When we connect with those who are blind and engage them in our lives and communities, everyone is better for it. Don’t avoid connections because you don’t know what to say or how to act around someone who’s blind.
It doesn’t have to be awkward! Here are some tips to help you make rewarding connections with people around you who have sight loss:
1. Be natural
When you’re talking to someone who’s blind, act like you normally would with anybody. People with sight loss just want to be treated with courtesy and respect – just like everybody else.
- Identify yourself when you approach a person with sight loss. Introduce yourself by name and wait for them to offer their hand to be shaken. In a group setting, address the person by their name so they know you’re talking to them.
- There’s no need to speak differently! Talk in a normal tone, speed, and volume the way you would with other people.
- Address the person with sight loss directly. Don’t just talk to the person they’re with, or in the case of someone who’s Deafblind, their intervenor. No one wants to be made to feel invisible or excluded – and people who are blind are no exception.
- It’s normal to not want to say the ‘wrong’ thing to someone who is blind. Rest assured, saying sight-related phrases like “it’s nice to see you!” or “Watch out!” to someone with sight loss will not cause offense! People who are blind or partially sighted use these phrases too.
2. Be inclusive
When places, events, and situations are inaccessible and lack a sense of inclusiveness, everyone misses out. Aim for full inclusivity in everything you do, and your relationships and community will be better for it!
- Include people who are blind in activities and events. Never assume someone can’t or won’t want to do something. People who are blind enjoy the same things sighted people do – they just do them differently.
- Keep accessibility in mind so a person who is blind can participate on an equal footing. This may mean making sure a physical space is free of clutter and hazards or having printed materials available in the person’s format of choice.
3. Be considerate
Being inclusive and accessible isn’t just about physical spaces. It’s also about being empathetic, considerate, and respectful.
- Don’t make someone who’s blind guess your voice. Introduce yourself by name every time you greet them.
- Don’t be afraid to ask questions but do be respectful. Since each person experiences blindness in a unique and individual way, it’s always wise to avoid making assumptions about the person and their sight loss. If you have questions about what you can do, what language or terminology is appropriate or preferred, or what assistance – if any – might be needed, just ask! You don’t need to walk on eggshells with a person just because they’re blind.

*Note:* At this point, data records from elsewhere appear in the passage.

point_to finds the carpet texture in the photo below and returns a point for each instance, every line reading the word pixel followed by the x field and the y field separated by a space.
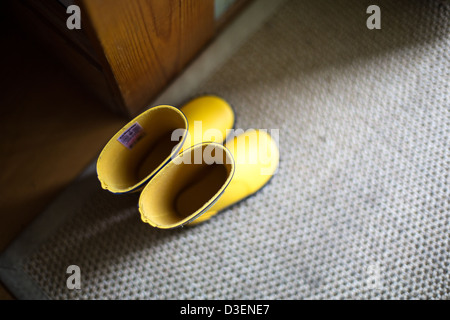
pixel 360 205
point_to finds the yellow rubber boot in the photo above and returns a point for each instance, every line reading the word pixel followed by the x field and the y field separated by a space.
pixel 148 142
pixel 190 192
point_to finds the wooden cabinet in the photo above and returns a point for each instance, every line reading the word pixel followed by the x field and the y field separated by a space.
pixel 127 51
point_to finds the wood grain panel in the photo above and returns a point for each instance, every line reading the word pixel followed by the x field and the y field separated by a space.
pixel 143 44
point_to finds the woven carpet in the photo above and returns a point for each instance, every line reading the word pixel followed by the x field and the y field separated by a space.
pixel 360 205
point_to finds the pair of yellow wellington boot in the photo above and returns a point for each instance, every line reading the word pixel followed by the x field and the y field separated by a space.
pixel 179 161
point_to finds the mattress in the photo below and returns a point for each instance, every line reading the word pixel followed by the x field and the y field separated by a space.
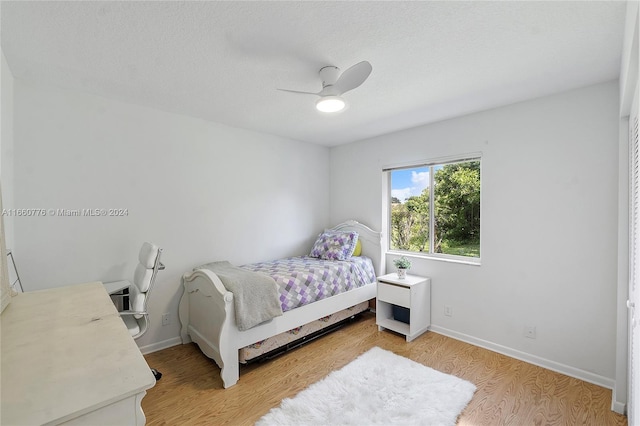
pixel 264 346
pixel 302 280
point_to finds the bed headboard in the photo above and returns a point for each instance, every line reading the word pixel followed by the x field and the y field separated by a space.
pixel 370 240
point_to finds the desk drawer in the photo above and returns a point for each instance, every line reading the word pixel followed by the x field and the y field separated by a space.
pixel 397 295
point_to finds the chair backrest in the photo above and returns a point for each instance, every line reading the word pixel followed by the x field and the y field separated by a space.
pixel 144 277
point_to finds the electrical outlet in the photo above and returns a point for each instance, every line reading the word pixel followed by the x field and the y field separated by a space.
pixel 166 319
pixel 530 331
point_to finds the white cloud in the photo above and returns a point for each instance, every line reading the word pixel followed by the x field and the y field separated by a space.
pixel 420 181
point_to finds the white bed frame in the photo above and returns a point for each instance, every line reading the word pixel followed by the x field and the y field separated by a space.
pixel 207 310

- Give people who are blind or partially sighted their personal space. You may offer to be a sighted guide when in a new, unfamiliar, or crowded environment. But never assume someone needs a guide – and never grab or touch them without permission.
- Never pet or distract a working guide dog. We know they’re cute, but when guide dogs are working, they’re responsible for keeping their handlers safe. Avoid doing anything that will distract guide dogs from doing their job, such as petting, grabbing their harness, giving them treats, or calling out to them. Distracting a guide dog while they’re working can put their handlers in danger!
4. Be descriptive
Giving someone who’s blind descriptive cues can help make things, places, and social situations more accessible.
- Social events can be a source of anxiety for anyone – but you can help make things more comfortable. If you’re meeting around a table, do introductions to identify who’s sitting where. It’s also important to verbally acknowledge when someone has entered or left a room or a conversation. If the person who’s blind doesn’t know, they may find themselves talking to someone who isn’t there.
- When you’re giving directions, be as specific as you can. Instead of saying, “The door is over there,” or pointing and gesturing, say: “The door is on your right, about 20 feet down the hallway.” Avoid using visual cues when giving directions like “It’s beside the red bag” – and don’t forget to describe things from the person’s perspective, not yours!
- At meals, describe how food is arranged on the plate. Use the face of a clock as a reference: “Your salad is at four o’clock and your steak is at 10 o’clock.”